Quanto aos parâmetros bioquímicos, foi possível obter uma quantidade apreciável de informação cuja diversidade dificulta a análise. A sistematização desta informação, na tabela_2, parece-nos poder dar uma visão abrangente sobre estes dados na amostra. Assim, em 10 de 51 doentes verificam-se alterações metabólicas indicadoras de síndrome metabólico (n=7, 13,7%), risco cardiovascular (n=5) ou de diabetes mellitus (n=6). Estudos transversais apontam que a prevalência de síndrome metabólica nos pacientes SCZ é superior à registada na população geral, variando entre 30,4% e 37% (Vargas & Santos, 2011), especialmente nos que fazem terapia AP de geração (Usher et al., 2006). Na nossa amostra, registámos 13,7% pacientes com alteração dos valores de colesterol HDL, triglicerídeos e glicemia, fatores de indicadores de síndrome metabólica. A ausência de registo de dados relativos à pressão arterial e perímetro abdominal, parâmetros determinantes no diagnóstico desta síndrome, impossibilita a sua classificação. Contudo, a presença concomitante destes três fatores em pacientes SCZ com síndrome metabólica é indicadora de necessidade de intervenção clínica imediata (Usher et al., 2006).

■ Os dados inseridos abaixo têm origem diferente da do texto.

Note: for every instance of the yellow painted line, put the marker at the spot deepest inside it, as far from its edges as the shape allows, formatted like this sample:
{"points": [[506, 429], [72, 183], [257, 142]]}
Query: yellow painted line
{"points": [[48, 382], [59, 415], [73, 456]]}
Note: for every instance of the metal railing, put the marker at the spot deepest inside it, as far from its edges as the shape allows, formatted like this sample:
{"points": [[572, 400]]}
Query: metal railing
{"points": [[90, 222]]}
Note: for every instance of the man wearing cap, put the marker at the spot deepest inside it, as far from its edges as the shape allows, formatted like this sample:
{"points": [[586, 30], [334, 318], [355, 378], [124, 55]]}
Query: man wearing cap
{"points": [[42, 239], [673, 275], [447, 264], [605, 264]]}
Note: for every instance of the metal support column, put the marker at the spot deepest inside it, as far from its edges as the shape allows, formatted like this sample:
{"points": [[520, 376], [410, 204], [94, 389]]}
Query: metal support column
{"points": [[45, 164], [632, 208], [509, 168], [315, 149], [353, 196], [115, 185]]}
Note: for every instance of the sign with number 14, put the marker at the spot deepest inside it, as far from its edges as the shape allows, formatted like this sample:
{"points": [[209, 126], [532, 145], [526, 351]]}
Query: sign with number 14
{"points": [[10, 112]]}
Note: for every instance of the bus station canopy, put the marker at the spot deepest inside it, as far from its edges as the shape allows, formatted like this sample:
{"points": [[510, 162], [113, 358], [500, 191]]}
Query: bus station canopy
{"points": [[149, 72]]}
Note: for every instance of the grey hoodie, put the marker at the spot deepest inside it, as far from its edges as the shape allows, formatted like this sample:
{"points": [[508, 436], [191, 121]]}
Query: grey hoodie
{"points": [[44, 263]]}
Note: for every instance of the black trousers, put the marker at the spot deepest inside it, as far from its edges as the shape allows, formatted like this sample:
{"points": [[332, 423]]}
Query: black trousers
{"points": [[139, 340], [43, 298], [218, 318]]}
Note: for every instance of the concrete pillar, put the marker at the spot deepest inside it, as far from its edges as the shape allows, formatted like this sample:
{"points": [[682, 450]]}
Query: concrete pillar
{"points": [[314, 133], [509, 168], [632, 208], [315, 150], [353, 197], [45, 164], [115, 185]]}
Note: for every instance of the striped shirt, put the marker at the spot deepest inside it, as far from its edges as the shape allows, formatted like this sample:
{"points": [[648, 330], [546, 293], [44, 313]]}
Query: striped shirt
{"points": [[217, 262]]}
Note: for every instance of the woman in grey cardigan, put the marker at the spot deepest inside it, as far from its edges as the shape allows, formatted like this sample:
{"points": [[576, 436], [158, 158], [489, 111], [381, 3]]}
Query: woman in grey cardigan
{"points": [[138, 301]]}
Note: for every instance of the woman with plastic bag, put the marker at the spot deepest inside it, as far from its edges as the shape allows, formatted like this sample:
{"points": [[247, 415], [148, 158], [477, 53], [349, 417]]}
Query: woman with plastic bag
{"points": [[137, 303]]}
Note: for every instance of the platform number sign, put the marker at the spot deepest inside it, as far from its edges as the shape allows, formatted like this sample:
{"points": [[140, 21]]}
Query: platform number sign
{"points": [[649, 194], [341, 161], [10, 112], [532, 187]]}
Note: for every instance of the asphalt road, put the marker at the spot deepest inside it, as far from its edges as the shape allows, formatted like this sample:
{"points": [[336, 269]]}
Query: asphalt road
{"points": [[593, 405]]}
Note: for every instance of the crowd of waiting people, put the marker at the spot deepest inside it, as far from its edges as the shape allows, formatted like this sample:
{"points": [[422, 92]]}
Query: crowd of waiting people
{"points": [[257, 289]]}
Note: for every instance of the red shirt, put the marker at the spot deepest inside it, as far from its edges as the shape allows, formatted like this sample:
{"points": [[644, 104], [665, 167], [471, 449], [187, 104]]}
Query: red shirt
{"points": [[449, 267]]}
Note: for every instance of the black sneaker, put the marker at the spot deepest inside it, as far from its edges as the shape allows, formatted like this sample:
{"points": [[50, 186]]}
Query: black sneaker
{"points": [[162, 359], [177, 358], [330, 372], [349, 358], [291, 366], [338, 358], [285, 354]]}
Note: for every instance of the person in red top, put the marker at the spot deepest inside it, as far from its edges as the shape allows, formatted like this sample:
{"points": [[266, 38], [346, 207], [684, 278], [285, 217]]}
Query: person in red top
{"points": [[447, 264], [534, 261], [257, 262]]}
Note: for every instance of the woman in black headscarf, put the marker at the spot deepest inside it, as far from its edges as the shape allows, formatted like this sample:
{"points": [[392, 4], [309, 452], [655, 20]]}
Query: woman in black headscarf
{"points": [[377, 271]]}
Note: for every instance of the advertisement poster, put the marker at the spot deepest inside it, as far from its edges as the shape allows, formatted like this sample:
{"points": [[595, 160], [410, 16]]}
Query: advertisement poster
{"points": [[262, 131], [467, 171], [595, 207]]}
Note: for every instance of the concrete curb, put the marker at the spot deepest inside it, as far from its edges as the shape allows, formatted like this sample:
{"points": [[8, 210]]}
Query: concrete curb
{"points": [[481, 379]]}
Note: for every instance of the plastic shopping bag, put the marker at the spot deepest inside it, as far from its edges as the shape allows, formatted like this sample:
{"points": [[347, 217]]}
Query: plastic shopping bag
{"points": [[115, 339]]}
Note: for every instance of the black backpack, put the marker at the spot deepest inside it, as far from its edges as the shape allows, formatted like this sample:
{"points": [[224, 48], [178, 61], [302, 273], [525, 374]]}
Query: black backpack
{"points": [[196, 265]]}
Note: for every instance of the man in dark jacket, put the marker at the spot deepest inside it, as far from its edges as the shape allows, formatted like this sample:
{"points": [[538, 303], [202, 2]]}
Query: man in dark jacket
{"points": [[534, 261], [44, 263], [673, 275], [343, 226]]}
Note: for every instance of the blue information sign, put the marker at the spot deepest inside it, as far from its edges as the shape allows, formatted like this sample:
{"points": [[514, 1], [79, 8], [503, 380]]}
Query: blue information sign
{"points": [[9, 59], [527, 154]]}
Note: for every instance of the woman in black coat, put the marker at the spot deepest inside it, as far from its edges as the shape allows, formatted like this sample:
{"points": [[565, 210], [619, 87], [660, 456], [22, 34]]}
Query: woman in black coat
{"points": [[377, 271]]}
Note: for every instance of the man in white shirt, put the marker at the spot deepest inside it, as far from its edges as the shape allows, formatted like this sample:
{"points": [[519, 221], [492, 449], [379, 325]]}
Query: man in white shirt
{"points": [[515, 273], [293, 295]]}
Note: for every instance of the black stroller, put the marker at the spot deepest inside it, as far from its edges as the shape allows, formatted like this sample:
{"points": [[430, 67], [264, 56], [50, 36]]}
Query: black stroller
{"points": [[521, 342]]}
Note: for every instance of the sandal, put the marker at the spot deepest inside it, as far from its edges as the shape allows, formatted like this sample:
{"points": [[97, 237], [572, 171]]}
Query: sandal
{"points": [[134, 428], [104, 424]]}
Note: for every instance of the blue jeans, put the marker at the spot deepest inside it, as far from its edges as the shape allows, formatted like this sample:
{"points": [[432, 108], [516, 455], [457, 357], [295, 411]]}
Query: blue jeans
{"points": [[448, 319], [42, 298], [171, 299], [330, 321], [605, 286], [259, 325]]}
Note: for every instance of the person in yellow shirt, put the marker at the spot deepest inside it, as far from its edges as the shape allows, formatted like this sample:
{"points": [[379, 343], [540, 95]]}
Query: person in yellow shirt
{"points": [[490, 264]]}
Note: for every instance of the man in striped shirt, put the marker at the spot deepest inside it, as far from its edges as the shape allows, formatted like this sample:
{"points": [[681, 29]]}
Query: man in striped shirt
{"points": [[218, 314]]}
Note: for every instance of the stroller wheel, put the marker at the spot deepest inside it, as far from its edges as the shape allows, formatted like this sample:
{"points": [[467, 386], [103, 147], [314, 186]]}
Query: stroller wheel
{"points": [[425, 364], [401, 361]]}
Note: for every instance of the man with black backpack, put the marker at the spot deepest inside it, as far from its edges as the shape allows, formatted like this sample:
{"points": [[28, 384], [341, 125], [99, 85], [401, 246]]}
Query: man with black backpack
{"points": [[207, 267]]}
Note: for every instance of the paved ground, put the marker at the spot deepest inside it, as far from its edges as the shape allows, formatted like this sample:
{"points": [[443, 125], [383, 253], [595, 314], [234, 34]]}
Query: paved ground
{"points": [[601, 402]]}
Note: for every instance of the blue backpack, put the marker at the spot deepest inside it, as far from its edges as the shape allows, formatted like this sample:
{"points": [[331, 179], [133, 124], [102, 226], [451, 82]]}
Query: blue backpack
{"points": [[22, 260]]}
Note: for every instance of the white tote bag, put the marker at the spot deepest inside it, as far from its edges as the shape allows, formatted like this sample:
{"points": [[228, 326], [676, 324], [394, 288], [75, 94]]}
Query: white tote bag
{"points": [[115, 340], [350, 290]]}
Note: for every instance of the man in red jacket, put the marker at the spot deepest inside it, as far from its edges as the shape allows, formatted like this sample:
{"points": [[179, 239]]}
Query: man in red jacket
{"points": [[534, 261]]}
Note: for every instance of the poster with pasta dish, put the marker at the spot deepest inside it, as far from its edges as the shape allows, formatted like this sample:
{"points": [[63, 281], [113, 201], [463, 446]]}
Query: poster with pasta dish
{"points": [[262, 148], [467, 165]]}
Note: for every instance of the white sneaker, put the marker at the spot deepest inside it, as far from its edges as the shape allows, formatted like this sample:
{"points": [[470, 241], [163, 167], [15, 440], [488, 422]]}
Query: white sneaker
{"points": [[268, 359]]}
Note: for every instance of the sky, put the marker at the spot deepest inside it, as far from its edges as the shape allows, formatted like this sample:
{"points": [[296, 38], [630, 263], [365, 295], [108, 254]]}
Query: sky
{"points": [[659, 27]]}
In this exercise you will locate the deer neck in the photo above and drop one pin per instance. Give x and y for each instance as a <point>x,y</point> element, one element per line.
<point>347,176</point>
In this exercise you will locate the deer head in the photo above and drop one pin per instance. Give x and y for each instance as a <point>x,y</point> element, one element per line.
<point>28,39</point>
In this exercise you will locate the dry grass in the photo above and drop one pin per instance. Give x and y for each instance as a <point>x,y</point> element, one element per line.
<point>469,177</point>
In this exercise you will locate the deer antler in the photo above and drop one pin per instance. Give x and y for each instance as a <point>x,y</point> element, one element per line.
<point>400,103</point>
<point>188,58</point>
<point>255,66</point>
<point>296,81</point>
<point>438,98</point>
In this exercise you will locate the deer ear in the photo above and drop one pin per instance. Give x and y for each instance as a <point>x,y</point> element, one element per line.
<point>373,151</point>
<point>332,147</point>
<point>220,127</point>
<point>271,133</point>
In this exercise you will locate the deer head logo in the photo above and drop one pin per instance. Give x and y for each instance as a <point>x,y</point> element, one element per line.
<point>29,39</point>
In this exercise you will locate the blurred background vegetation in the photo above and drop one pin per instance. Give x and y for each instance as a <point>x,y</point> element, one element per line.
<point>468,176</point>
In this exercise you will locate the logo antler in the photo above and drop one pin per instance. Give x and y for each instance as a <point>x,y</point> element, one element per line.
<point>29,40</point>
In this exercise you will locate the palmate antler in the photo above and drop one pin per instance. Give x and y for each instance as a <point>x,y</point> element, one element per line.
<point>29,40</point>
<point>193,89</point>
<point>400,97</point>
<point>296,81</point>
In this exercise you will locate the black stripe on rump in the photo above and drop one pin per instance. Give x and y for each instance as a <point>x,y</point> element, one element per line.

Existe evidência de associação entre o uso de antipsicóticos de geração e o aumento da prevalência da obesidade e diabetes nos pacientes SCZ, em relação à população geral (American Diabetes Association, American Psychiatric Association, American Association of Clinical Endocrinologists & North American Association for the Study of Obesity, 2004).

A literatura define como fatores de prognóstico negativos na sobrevida destes pacientes a elevação do colesterol LDL e diminuição do HDL, que quando associados a outros fatores (ex. estilos de vida não saudáveis) obrigam a follow-up analítico mais apertado. Os nossos dados claramente indicam a necessidade de um acompanhamento neste âmbito e de estabelecimento de medidas corretivas (alimentares, estilo de vida e medicamentosa).

Conclusões Apesar da adoção de terapêutica farmacológica com AP ter permitido desintitucionalizar estes pacientes na tentativa de os integrar na sociedade, estes não melhoram sintomas da patologia, como o comprometimento cognitivo e o embotamento afectivo. Acresce, ainda, a elevada frequência dos FRCV nestes pacientes, que releva a importância da ação de equipas multidisciplinares que implementem e acompanhem intervenções psicossociais e comportamentais que permitam a adoção sustentável de estilos de vida mais saudáveis. Com o presente estudo foi observada a necessidade de estabelecer protocolos de follow-up dos pacientes com maior risco cardiovascular. Pode-se concluir que é fundamental para garantir um acompanhamento efetivo destes pacientes bem como o sucesso da investigação a existência de diretrizes terapêuticas e de registos padronizados.